CITY OF SAN FERNANDO -- Pampanga Governor Eddie Panlilio may face misconduct charges for his approval on the ongoing casting of concrete markers containing the administration’s accomplishments, officials said.
Some Provincial Board (PB) officials, who chose not to be named, said Tuesday that Panlilio allegedly drew funds from the 20 percent development fund to finance the concrete markers without proper request and approval from the PB.
The sources said under the law, anything used and drawn from the 20 percent development fund should have prior approval from the PB through a resolution.
“It’s again technical malversation (misconduct of public office). Worse, the governor seems to be politicking now with the markers that boast his alleged accomplishments. It’s pure politics,” they said.
Provincial Administrator Vivian Dabu said the executive did not violate any law and cannot be charged with technical malversation.
“We did not violate any ordinance or resolution on the markers. They are for accomplishments and they have been properly bided out according to right procedures,” said Dabu.
However the officials said: “How can that be if they are saying these were properly canvassed and bided? Besides, the costs of the markers alone are equivalent to a school building already.”
The PB officials said it should have been best for the executive to institutionalize the use of the concrete markers.
Currently, 150 pieces of cement markers measuring one meter in width and 1.4 meters in height are being cast and set at the Capitol compound.

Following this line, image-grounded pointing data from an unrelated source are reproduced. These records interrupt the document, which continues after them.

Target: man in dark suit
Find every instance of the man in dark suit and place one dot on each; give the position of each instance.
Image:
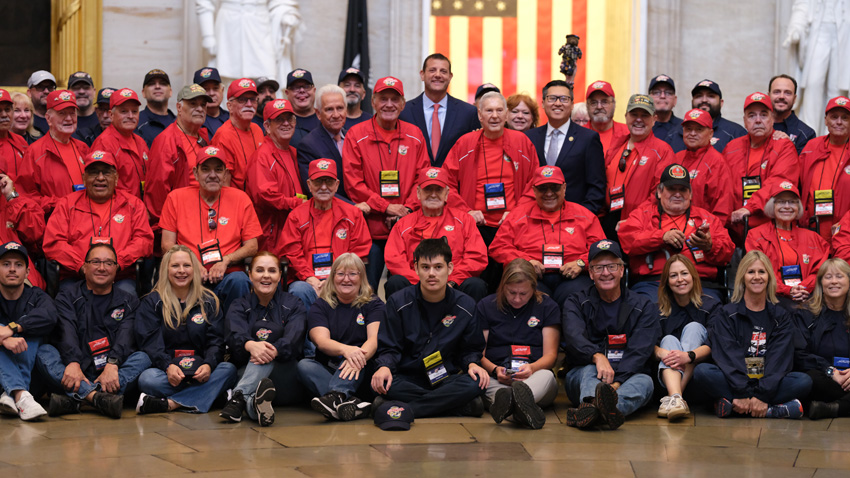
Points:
(574, 149)
(454, 117)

In the documents obtained by Sun.Star Pampanga from the Bids and Awards Committee showed that the labor cost of each marker was P10,913 each or a total of P1,638,000 for all markers.
Under a provincial board resolution, the fabricated materials used for the markers with the pre-cast provincial logo and weatherproof painting should only cost P1,187,846.
Meanwhile, Dabu told Sun.Star Pampanga that the markers are not being manufactured and cast at the Capitol Compound.
“They are being cast somewhere else and are simply being brought here for the painting part. Afterwards, they are brought to the specific project sites where the project has been accomplished,” Dabu said, adding: “If they say we violated any ordinance or procedure, they can sue us. They have been doing that often anyway.”
Sources, however, said that the concrete markers set along the street poses danger and risks to the motorists and pedestrian in the city.